Learning Swift — Day 164

Moving on after Hacking with Swift

AP Computer Science Principles with Swift

The learning part of this new journey starts here with this just released book by Apple. I will start it and, if it proves to be bad I will just drop it but I am too curious to let it slip and, most of all, I lack Computer Science training, I need it to learn how to think!

Hacking with Swift was really great but it was not really explaining the core of things. Paul said we didn’t need them at that time and we all believe him, due to his immense experience, but in my articles I have always tried to browse the Documentation and help people out on what was missing there.

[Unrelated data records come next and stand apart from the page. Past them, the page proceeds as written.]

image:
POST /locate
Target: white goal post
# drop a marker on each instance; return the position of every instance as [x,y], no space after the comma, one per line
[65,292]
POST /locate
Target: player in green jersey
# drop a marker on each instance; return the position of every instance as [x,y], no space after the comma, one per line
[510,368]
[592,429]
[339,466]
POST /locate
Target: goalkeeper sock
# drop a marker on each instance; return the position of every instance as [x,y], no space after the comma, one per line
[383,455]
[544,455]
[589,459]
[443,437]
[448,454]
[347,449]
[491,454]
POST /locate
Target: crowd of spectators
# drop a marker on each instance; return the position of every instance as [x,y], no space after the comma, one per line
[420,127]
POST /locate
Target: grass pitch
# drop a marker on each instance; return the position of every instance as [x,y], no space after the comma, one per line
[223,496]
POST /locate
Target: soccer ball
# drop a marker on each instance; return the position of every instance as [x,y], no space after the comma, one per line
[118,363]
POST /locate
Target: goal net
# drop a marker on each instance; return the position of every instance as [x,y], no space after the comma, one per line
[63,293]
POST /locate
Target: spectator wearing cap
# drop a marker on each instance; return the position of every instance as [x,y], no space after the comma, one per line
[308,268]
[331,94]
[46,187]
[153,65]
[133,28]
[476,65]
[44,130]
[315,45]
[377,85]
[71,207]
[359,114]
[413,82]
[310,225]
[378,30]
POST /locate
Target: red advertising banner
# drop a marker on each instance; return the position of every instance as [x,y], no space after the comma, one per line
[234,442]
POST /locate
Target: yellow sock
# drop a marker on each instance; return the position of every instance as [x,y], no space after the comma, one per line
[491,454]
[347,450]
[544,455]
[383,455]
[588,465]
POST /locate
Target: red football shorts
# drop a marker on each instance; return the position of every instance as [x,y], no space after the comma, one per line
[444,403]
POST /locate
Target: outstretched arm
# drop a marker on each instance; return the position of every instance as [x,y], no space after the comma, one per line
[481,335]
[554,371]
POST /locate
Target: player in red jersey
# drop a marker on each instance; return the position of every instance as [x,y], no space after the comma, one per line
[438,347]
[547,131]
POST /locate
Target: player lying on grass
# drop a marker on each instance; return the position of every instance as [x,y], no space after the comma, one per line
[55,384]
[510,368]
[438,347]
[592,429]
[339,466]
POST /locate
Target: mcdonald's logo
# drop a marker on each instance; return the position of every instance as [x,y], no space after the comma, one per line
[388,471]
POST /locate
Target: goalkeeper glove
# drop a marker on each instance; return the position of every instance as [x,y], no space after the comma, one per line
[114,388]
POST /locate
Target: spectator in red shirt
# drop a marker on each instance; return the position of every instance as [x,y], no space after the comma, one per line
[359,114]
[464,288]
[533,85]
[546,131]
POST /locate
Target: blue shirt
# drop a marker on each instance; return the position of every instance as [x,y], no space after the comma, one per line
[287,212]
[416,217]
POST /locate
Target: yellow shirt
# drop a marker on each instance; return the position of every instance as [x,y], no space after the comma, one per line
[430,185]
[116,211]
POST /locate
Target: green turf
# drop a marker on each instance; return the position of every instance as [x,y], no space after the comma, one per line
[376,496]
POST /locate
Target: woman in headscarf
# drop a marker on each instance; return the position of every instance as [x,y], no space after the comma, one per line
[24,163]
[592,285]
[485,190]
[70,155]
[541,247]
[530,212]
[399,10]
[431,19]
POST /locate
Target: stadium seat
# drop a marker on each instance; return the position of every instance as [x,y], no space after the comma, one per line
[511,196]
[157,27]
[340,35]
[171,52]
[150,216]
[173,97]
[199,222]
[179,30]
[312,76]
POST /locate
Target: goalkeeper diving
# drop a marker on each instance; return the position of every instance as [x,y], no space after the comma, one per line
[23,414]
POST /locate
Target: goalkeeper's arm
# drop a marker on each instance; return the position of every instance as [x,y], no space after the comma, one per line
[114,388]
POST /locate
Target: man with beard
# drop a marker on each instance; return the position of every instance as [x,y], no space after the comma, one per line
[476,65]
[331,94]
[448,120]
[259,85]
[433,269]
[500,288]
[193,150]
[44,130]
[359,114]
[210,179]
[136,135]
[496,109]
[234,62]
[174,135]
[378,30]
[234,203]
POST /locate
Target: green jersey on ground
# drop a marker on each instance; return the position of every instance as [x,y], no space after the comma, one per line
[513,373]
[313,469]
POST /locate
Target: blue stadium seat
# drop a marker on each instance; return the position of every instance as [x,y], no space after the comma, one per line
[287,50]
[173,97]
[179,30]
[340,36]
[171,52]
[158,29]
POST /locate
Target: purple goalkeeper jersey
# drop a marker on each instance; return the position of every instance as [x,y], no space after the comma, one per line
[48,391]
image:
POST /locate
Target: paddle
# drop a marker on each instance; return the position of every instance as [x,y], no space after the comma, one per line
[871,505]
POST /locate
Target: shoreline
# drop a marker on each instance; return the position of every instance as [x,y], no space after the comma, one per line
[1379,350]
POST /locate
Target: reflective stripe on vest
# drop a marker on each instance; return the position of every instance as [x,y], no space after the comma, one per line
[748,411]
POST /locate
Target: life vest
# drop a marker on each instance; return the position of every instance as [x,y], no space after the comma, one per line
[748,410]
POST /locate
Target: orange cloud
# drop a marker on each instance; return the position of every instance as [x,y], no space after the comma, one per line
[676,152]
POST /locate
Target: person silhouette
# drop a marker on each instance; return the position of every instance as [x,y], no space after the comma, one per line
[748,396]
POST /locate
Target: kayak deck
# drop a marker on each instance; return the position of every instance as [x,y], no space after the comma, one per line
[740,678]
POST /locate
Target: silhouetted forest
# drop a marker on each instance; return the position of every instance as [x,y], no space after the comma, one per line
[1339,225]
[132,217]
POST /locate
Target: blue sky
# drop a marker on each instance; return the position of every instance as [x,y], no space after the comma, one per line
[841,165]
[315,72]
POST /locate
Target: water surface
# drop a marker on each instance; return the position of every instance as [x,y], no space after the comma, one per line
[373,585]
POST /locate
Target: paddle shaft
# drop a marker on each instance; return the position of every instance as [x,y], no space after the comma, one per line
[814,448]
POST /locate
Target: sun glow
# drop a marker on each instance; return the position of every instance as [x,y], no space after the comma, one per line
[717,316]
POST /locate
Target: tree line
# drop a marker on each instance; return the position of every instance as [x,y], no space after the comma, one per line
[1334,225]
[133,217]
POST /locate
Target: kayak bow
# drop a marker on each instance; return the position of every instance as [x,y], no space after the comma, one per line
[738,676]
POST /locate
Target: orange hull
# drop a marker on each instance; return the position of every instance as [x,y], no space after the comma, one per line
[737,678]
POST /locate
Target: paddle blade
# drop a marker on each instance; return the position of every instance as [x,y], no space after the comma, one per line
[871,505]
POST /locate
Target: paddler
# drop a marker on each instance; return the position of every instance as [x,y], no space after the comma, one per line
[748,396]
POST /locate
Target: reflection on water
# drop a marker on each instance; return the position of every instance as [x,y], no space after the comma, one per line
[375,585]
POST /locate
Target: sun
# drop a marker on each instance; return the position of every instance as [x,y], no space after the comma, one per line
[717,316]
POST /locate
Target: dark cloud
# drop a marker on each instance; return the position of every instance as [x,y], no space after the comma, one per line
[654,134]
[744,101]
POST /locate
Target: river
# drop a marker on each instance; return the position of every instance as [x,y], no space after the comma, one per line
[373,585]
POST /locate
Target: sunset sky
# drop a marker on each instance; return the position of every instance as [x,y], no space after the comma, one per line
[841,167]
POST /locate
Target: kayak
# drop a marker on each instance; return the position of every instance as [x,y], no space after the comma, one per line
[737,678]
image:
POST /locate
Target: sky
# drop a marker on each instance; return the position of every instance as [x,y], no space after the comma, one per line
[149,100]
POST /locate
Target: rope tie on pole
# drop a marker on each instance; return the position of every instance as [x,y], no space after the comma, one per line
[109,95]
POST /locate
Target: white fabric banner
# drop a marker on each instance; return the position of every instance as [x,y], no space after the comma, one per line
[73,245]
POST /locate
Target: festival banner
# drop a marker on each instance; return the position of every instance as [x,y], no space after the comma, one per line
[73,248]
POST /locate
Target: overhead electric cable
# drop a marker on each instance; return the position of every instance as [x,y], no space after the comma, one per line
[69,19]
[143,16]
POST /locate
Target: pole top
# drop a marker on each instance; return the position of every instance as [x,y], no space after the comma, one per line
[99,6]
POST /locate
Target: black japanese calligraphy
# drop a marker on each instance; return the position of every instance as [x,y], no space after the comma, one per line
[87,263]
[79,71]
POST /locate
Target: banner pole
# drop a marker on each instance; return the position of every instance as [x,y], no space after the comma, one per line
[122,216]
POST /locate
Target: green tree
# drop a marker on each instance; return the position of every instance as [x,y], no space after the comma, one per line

This course will be about planning, testing and designing algorithms to get the logic of our program do what we want it to do! We will learn about the app design cycle and about the debugging process, which in turn gives way to the practicing of fundamental skills in the fields of communication, analysis and collaboration.

One thing that is normally left out in CS courses is the acquisition of a deep understanding of how tech innovations impact our society, in both a beneficial and harmful way.

About This Course


During this course we will learn to become good critical thinkers and good problem solvers, which — if you have ever read a job posting — are among the first requirements for many, too many jobs! This will also be a good life lesson for me as I have never been taught in the Italian school about how to think creatively or to think critically. We all had to perform for a final mark, whether or not that knowledge stuck or not, it was not their problem! This course will propose big problems and teach us how to break them down into smaller ones.

Problem solving is how this skill is mainly defined in the wild. If we think about life, we get stuck every day in something and we either stop there and die or, if we reached the following day, we learned how to solve a problem or work around it. So, problem solving is the art of learning how to get unstuck. Frustration will be a fundamental part of this journey. Without getting stuck, without failing, there will be no learning, no success at all!

Even if I will be following this course alone as I have no classmates around me, collaboration with others will be another crucial skill. Whatever we will be doing, it will be better if we share it with the world and look for their opinion. This is why I will create a GitHub repository of the working folder for this course so you will be able to follow along with me and even collaborate on the projects.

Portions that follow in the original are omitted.